[ Customer story ]

How Celery made their GitHub Actions 4x faster and stopped waiting 4-hours on PRs with Blacksmith

Industry
Open Source
Developers
1180
Previous
GitHub-hosted
Problem
Celery's open-source community was facing major reliability and performance issues with its CI testing infrastructure in GitHub Actions as they started to parallelize more and more jobs, resulting in flaky tests and pull requests having to wait up to four hours to get compute resources.
Solution
Now, through our new Open Source Sponsorship Program, Celery’s maintainers can commit code in minutes instead of hours, without worrying about unreliable infrastructure causing flaky tests or limits on the number of jobs they can run in parallel.
Results
4x
faster deployment times
4x
contribution rate
Want similar results?
Try us Free

Celery is a popular Open Source Distributed Task Queue written in Python. It’s a piece of critical software infrastructure used by large companies like Bloomberg, Robinhood, Wolt, Udemy, Sentry, GitGuardian, Semgrep, and many more to distribute work across threads or machines at scale.
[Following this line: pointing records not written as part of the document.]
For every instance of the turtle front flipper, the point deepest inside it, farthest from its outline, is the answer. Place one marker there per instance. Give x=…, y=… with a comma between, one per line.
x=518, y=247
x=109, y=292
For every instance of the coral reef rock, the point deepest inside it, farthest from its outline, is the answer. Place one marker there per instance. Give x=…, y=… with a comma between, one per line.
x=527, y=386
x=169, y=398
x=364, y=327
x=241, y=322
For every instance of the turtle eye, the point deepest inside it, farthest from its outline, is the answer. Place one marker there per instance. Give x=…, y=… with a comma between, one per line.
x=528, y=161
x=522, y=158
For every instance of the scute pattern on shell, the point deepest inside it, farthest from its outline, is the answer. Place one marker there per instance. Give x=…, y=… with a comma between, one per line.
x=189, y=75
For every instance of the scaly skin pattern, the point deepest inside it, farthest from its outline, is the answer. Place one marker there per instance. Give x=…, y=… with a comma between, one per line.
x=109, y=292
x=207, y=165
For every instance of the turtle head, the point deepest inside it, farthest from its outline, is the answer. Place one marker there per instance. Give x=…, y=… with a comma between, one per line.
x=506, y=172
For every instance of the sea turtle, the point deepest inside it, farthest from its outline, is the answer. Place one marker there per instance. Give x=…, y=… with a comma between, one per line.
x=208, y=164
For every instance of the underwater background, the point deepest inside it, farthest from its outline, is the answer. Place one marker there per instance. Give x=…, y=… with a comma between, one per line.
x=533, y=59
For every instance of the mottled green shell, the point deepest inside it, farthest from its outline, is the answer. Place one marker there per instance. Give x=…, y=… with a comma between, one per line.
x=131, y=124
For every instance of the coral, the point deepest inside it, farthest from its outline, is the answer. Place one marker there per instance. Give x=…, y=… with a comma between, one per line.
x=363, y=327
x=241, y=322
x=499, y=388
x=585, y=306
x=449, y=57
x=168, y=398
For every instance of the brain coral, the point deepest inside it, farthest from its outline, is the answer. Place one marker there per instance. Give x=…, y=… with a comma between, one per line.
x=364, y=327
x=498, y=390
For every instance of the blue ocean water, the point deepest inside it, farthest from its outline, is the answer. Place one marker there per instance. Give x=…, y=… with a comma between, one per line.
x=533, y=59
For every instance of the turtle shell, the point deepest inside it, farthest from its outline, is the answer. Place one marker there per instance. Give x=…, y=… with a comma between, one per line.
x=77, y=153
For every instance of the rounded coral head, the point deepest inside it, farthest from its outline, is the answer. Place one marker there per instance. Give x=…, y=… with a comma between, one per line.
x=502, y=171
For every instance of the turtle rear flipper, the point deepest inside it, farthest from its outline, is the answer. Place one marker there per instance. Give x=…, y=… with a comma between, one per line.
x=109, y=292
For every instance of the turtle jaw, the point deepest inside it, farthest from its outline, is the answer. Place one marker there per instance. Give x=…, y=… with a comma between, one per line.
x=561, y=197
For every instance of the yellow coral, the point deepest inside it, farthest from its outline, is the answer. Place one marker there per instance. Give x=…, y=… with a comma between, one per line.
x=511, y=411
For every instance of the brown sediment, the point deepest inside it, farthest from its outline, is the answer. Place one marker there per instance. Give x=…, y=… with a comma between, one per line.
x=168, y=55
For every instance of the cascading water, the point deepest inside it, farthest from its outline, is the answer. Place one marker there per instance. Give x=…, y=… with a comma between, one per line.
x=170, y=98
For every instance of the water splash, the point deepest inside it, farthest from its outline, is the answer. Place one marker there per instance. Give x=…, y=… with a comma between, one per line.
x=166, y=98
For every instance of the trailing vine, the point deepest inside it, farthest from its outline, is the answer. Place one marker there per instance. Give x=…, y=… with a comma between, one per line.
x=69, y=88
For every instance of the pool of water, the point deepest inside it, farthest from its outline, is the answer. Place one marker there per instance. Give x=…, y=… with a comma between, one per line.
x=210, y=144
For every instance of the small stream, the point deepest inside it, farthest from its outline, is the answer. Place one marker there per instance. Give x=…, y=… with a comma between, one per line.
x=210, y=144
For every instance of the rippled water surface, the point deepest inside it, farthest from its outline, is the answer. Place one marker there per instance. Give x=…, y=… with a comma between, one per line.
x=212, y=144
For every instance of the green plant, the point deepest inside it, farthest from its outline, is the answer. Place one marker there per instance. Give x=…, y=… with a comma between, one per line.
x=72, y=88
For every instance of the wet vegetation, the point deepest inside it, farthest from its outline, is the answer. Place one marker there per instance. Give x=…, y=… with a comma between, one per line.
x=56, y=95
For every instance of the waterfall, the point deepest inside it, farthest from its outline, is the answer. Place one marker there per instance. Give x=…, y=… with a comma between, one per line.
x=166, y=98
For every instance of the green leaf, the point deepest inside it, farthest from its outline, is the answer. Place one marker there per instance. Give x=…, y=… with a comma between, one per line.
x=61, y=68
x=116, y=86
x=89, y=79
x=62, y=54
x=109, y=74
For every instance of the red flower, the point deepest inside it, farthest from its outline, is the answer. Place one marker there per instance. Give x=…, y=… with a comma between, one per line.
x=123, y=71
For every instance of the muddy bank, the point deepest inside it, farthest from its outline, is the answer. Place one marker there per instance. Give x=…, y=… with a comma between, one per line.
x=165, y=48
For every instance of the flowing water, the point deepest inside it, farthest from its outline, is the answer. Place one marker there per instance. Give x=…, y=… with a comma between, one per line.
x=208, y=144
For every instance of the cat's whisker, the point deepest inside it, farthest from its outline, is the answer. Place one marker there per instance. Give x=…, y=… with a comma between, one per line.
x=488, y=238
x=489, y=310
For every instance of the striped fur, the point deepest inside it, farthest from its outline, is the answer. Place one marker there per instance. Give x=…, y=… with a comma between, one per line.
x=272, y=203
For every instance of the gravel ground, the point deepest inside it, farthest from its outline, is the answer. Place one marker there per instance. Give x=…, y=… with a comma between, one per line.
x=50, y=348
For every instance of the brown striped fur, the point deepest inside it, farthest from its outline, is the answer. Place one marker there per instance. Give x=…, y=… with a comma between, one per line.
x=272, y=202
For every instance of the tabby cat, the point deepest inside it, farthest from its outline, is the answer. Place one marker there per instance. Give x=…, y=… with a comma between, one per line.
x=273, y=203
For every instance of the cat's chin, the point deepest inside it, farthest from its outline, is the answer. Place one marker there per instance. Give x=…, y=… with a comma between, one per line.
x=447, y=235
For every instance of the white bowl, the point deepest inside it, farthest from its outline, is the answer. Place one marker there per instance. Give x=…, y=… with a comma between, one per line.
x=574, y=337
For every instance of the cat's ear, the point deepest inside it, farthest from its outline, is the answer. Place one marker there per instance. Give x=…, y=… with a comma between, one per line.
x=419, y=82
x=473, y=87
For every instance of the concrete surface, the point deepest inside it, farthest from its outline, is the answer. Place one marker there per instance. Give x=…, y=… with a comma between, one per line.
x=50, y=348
As an Open Source project on GitHub, Celery was initially reaping the benefits of GitHub’s Free Plan. However, with great popularity comes great reliability requirements for the project — and a rapidly growing QA infrastructure to guarantee it. And so, with the collaboration of a sponsor, Celery began building and integrating a new large enterprise-level QA infrastructure.

Celery’s new, shiny QA infrastructure served dual purposes: enabling the core team to use it as part of their CI in order to provide strong reliability guarantees to enterprises customer at every release, and allowing those same customers to directly use it to simulate production-like environments that not only included Celery, but their own application logic. As this resource-intensive QA infrastructure grew, Celery unsurprisingly began pushing the limits of GitHub’s Free Plan.

Problem: When GitHub’s free plan isn’t enough

For a long time now, GitHub has been synonymous with Open Source, and rightfully so. For years, they’ve offered free plans for all public repositories, making them culturally dominate in the Open Source community. So, it’s no surprise that, before Blacksmith, Celery relied on GitHub-hosted runners. However, it’s safe to say that GitHub has recently dropped the ball. While the infrastructure demands for OSS projects have skyrocketed, GitHub’s server hardware has remained… well, old, old, and older. Perhaps their preferred adjective is vintage.

As a result, Celery’s new QA infrastructure began to feel GitHub’s limitations. They first started to experience a significant number of infrastructure instabilities with GitHub-hosted runners, leading to flaky issues like false positives and random interruptions. Their CI jobs couldn’t be trusted to provide reproducible results. On top of that, they were facing massive queuing issues. With the Free Plan, you can run a total of 20 concurrent jobs. Even if you decided to pay for the next level (the Pro Plan), you would still be limited to 40 concurrent jobs. If this limit is exceeded, any additional jobs are queued.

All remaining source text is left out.